Two vehicles parked under a bank overhang on Memorial Day. I guess that was suspicious, as several police officers showed up to insure that we were not breaking into the bank. We chatted with them for a few, showed them some radar images and told them what we thought was coming. They were very polite and professional, and were happy to see the current radar images. They bid us farewell and we turned our attention to the approaching line, which had weakened significantly.
Convinced that the hail threat had diminished, we headed south along US-281. At Sawyer, Bobby headed east along KS-42, and we continued south to Medicine Lodge, under a weakening line and sunny skies to the west. Busted day.
May 27, 2008
This was our last chase day. The threat area was close to the eastern TX/OK border. We left Medicine Lodge, after having a good breakfast at the diner next to our hotel. US-281 took us into Oklahoma, and we switched onto US-183 near Seiling. At Clinton, we picked up I-40 and headed west to Sayre. Bobby was already in Sayre, waiting at a truck stop and watching the cumulus field build. We grabbed a quick, but decent lunch at the truck stop.
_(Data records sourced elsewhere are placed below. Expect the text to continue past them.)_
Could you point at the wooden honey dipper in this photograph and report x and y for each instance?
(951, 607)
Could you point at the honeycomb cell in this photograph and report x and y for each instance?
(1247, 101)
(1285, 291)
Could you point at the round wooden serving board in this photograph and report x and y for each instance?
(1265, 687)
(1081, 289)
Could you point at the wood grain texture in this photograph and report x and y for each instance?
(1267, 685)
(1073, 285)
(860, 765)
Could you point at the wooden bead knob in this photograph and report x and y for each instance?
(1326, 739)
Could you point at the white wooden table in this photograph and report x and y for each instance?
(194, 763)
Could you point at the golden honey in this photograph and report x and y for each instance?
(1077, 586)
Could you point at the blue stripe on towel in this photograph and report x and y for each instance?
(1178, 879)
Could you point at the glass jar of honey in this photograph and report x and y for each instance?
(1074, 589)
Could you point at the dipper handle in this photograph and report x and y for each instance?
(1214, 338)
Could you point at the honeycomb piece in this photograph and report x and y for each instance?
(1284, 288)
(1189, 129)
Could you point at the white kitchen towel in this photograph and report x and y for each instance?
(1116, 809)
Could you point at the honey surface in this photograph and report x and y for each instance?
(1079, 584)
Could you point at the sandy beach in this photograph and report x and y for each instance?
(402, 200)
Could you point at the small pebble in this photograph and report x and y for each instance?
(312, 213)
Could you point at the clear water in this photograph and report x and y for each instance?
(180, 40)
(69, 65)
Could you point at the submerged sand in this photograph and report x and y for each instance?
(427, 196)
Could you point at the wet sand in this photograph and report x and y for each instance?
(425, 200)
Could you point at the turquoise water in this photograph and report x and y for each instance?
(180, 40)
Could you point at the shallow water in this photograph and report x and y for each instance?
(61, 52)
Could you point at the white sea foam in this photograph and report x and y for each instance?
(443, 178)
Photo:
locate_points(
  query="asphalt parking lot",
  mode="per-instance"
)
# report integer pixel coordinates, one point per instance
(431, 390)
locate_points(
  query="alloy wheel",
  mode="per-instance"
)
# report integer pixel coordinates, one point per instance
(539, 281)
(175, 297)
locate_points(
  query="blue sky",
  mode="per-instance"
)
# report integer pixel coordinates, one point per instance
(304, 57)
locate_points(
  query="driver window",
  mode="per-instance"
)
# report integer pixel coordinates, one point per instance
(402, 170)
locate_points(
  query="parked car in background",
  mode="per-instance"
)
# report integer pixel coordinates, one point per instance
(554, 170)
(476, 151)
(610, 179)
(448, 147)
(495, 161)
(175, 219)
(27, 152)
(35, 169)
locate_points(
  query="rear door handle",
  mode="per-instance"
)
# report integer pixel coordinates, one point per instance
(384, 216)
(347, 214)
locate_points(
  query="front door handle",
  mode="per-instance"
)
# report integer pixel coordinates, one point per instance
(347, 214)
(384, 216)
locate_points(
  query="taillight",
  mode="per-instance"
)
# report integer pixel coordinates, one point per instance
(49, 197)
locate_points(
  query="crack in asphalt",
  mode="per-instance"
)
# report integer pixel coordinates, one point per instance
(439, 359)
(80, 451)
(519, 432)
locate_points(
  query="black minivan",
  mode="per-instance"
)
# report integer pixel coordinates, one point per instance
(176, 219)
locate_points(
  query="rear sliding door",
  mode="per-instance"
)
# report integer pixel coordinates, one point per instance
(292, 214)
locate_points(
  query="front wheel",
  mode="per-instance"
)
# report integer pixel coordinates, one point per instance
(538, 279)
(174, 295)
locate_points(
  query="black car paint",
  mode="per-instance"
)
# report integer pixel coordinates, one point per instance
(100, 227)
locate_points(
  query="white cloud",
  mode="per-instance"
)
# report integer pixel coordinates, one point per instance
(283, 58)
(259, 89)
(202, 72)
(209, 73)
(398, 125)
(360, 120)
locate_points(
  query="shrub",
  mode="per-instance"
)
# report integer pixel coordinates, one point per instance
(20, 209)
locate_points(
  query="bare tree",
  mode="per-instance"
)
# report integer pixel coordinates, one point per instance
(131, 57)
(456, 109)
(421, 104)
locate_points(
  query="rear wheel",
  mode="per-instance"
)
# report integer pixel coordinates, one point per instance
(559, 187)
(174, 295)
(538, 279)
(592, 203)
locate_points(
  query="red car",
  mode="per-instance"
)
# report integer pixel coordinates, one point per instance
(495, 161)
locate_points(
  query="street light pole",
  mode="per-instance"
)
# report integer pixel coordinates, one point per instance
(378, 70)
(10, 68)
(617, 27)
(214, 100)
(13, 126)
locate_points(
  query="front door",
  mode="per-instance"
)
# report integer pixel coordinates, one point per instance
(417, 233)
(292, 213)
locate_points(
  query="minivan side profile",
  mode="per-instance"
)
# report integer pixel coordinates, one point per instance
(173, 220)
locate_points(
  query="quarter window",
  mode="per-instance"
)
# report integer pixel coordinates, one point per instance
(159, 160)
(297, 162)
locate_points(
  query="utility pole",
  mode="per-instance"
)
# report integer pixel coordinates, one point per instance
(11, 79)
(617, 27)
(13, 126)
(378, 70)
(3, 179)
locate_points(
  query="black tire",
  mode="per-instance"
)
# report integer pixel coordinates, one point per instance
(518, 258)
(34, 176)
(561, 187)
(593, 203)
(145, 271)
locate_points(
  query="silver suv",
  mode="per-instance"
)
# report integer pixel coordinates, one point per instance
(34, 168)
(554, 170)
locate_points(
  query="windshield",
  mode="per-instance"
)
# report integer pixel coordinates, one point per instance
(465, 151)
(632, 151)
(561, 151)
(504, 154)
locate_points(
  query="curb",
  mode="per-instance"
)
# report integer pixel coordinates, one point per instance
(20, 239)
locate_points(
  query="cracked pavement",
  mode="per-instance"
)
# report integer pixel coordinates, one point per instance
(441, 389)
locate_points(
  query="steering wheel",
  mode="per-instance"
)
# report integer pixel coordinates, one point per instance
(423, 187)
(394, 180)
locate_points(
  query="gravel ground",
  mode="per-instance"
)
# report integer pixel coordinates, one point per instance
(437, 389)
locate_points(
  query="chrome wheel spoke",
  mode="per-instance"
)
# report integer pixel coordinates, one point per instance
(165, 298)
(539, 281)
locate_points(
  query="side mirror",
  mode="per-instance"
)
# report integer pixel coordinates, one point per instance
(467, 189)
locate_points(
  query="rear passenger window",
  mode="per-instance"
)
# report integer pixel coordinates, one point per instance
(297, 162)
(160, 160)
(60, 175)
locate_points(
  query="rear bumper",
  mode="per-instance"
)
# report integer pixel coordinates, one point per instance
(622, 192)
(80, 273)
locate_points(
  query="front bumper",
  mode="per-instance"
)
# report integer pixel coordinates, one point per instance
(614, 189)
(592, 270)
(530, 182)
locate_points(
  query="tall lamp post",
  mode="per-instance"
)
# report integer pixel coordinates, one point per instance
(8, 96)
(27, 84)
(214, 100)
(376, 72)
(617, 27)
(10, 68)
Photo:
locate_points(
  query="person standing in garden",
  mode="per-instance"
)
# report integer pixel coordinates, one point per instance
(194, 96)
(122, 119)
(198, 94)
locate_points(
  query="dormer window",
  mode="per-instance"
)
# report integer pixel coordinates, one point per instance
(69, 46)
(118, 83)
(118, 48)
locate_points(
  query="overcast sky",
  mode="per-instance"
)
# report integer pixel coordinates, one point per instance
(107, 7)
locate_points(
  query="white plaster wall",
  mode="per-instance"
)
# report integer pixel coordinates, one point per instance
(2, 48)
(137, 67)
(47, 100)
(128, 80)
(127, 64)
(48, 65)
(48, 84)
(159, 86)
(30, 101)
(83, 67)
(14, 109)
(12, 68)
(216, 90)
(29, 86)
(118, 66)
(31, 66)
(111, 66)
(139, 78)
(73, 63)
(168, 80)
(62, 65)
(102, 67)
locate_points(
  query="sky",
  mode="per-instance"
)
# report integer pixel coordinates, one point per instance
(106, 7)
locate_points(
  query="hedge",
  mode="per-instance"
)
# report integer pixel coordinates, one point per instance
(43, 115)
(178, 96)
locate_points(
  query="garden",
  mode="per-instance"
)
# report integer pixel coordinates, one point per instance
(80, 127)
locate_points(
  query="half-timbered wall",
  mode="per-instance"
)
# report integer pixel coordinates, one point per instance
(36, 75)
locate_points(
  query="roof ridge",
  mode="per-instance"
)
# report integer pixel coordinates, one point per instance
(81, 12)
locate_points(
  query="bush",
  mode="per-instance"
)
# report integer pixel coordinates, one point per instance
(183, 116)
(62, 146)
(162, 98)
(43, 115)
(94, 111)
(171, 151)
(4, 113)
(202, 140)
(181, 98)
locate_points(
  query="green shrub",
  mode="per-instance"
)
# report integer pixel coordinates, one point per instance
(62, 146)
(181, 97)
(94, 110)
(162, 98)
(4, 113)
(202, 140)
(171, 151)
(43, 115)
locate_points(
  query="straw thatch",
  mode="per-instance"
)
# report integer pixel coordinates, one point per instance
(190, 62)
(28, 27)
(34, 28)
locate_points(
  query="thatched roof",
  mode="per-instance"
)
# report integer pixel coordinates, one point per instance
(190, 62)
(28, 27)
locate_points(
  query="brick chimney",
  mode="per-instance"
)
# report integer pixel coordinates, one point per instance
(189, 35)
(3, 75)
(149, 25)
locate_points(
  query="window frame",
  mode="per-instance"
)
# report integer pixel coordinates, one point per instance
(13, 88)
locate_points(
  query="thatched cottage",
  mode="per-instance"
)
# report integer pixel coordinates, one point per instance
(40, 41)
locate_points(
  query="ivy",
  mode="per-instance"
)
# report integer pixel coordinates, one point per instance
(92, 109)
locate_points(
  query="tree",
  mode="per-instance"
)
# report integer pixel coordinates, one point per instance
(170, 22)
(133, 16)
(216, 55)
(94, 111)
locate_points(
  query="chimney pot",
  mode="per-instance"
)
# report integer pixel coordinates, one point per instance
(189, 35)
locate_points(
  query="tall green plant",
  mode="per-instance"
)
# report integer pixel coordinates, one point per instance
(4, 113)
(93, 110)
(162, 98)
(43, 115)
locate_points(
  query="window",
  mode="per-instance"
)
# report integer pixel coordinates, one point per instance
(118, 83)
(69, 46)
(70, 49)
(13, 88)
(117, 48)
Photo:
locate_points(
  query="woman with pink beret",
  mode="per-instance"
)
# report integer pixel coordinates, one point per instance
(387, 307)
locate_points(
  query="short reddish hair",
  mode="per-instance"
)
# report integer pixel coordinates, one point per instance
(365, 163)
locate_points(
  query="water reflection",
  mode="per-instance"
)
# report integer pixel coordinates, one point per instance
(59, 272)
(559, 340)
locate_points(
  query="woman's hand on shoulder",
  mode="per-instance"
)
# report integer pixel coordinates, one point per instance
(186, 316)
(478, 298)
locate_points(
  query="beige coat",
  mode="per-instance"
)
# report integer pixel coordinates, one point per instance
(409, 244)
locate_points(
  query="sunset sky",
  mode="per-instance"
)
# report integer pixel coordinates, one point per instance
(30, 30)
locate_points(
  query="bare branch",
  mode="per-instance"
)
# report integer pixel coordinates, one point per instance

As cells began to fire, we headed east along OK-152. I should mention our logic at this point: There was a dryline that was expected to move east from the TX/OK border, upper level dynamics all over the area, and a frontal boundary that was moving southeast from around Shamrock, TX to Woodward, OK. We wanted the place where the dryline and front intersected, and we traced a path based on what we thought the current motion of these boundaries would be.
Somewhere, Bobby went north and we headed south. He figured he’d stay out of some of the storms (that ended up being weak) that had formed to the south, and we tried to trace where the intersection would be. Instead, we both busted today. The frontal boundary never moved, it became stationary, as did the dryline. No intersection, no strong storms.
We began the long trek back to Tucumcari, where we spent the night, en route to CA for a conference.